Strange, parasitic microbiome bacteria may responsible for inflammatory diseases

Electron micrograph of a type of Actinomyces, the genus of the natural host of TM7, discussed in the paper.

Electron micrograph of a type of Actinomyces, the genus of the natural host of TM7, discussed in the paper.

There are many bugs in the microbiome that cannot be cultivated, and thus are incredibly difficult to study using normal culturing techniques.  We only know about these bugs through DNA sequencing, and it often difficult to draw any substantial conclusions from this information.  One such group of bugs that is highly abundant in the microbiome is the bacterial phylum TM7.  TM7 has been associated with numerous inflammatory diseases, like vaginosis, inflammatory bowel diseases and periodontitis, and DNA analysis shows that this bug has the ability to create many toxins.  Studying this bug could lead to breakthroughs in microbiome diseases, but until now it was unculturable.  Recently though, a team of scientists from around the United States were able to cultivate these bacteria and in doing so learned what makes this bacteria so unique, and possibly so pathogenic.  The results were published in PNAS.

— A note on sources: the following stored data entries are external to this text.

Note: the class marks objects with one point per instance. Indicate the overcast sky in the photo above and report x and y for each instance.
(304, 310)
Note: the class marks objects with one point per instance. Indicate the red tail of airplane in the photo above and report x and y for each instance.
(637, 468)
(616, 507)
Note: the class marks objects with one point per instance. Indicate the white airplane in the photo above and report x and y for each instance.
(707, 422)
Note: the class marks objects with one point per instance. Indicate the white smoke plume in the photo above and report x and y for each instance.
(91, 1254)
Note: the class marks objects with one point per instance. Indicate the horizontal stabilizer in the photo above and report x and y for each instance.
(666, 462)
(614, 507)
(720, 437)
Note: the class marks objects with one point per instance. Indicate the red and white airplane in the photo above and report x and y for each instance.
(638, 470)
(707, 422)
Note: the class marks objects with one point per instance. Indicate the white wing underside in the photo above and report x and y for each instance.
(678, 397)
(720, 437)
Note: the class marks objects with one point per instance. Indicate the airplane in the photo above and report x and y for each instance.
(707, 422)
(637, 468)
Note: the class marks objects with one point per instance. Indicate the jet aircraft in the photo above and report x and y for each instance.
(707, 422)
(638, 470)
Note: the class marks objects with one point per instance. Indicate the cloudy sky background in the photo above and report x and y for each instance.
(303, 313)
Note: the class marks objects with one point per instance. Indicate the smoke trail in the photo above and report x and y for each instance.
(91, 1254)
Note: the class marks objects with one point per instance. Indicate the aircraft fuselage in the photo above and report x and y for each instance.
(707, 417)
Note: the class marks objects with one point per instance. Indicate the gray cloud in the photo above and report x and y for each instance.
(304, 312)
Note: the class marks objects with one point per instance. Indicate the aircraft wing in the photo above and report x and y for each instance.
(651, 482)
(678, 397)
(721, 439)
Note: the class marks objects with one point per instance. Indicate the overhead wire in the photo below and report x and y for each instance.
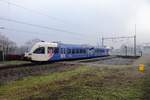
(36, 25)
(34, 11)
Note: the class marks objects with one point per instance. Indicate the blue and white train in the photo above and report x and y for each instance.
(49, 51)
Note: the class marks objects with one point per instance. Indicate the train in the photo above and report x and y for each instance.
(55, 51)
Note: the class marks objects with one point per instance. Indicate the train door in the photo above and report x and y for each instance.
(39, 54)
(50, 52)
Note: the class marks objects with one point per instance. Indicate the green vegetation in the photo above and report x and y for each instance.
(14, 62)
(82, 83)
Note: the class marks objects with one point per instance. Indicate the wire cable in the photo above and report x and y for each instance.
(36, 25)
(34, 11)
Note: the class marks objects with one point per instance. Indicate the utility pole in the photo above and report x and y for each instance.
(135, 42)
(134, 45)
(3, 58)
(127, 37)
(102, 42)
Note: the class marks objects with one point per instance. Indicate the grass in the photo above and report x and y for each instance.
(14, 62)
(82, 83)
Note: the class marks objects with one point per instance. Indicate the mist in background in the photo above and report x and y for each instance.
(85, 20)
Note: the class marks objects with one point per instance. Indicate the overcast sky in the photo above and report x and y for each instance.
(88, 19)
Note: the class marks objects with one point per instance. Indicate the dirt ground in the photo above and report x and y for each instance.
(17, 73)
(88, 79)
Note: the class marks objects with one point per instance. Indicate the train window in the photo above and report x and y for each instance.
(68, 51)
(78, 50)
(62, 51)
(56, 50)
(73, 51)
(40, 50)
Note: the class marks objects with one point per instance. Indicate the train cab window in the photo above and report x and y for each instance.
(62, 50)
(50, 50)
(40, 50)
(73, 51)
(56, 50)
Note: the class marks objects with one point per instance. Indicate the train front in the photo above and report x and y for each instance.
(41, 52)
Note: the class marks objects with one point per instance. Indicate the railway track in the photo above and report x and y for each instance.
(78, 61)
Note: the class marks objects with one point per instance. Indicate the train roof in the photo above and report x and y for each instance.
(47, 44)
(55, 44)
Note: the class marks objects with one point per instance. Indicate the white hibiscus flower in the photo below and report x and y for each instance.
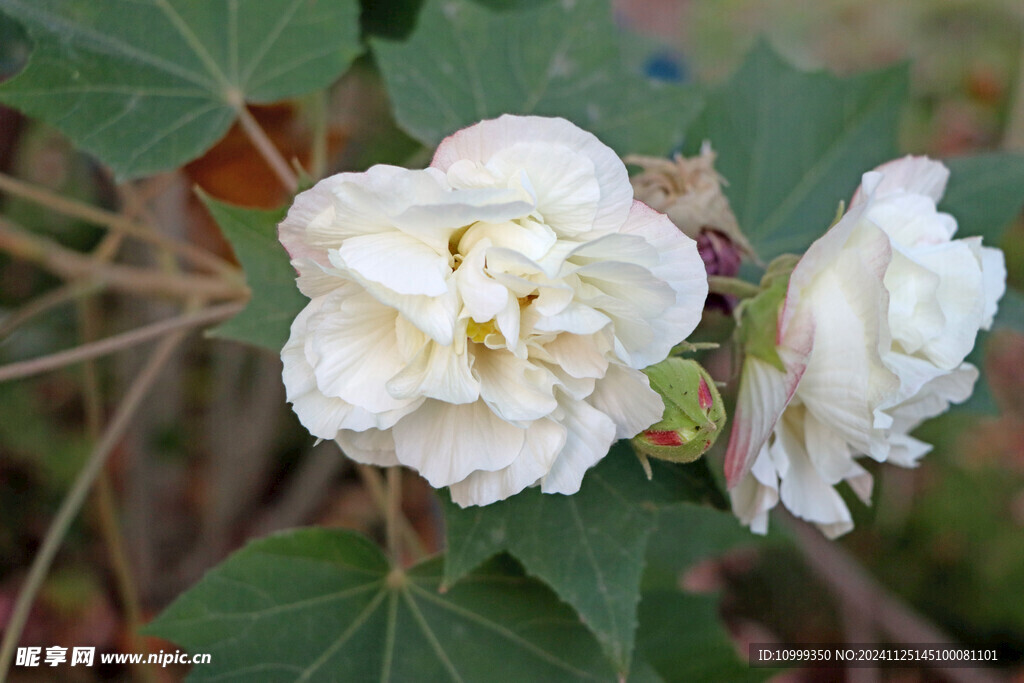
(879, 315)
(484, 321)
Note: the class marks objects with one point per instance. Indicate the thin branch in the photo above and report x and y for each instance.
(116, 222)
(73, 502)
(374, 482)
(266, 150)
(1013, 138)
(317, 154)
(393, 513)
(855, 588)
(51, 299)
(73, 265)
(733, 286)
(103, 499)
(118, 342)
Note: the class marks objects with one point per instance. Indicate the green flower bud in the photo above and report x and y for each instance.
(693, 413)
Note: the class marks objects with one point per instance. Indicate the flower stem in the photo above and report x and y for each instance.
(266, 150)
(318, 114)
(732, 286)
(115, 222)
(393, 513)
(73, 265)
(44, 302)
(118, 342)
(375, 485)
(76, 497)
(103, 500)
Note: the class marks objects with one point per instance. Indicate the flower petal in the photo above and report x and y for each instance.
(324, 416)
(446, 442)
(352, 347)
(514, 388)
(919, 175)
(545, 439)
(625, 395)
(373, 446)
(682, 267)
(590, 435)
(484, 140)
(436, 372)
(398, 261)
(764, 393)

The team aimed their investigation at the oral microbiome, because TM7 is abundant in the mouth and highly associated with periodontitis.  They took samples of spit and realized that TM7 only could grow when another bacteria, Actinomyces odontolyticus, was present.  When they cultured these bacteria together in a saliva-like media they realized that the TM7 was physically attached to the surface of A. odontolyticus.  Through further experimentation they learned that TM7 could never grow on its own, and needed A. odontolyticus to replicate.  Furthermore, TM7 is parasitic, and kills A. odontolyticus when they are starved.

The researchers then investigated the pathogenicity of TM7.  They learned that TM7 can evade detection by the immune system for itself and A. odontolyticus.  They also discovered that the particular strain of TM7 they were studying was antibiotic resistant.  Furthermore, sequencing of the TM7 showed the strain had amongst the smallest genomes ever discovered, and relies on the A. odontolyticus for production of many essential molecules, like amino acids.  However, TM7’s small genome is very dense in the production of virulent molecules and toxins, perhaps necessary for its parasitic nature, which could also affect its human host.

This study raises many interesting points about pathogens in the microbiome.  DNA sequencing is a great start to defining the microbiome, but often times culture, or in this case co-culture is necessary to drill down into the true virulence of bacteria.  For instance, prior to this study A. odontolyticus was considered to be associated with many inflammatory diseases, but these researchers showed that it is likely TM7, not A. odontolyticus that is the true culprit.  Alas, the complexity of the microbiome often times reveals many more questions than answers.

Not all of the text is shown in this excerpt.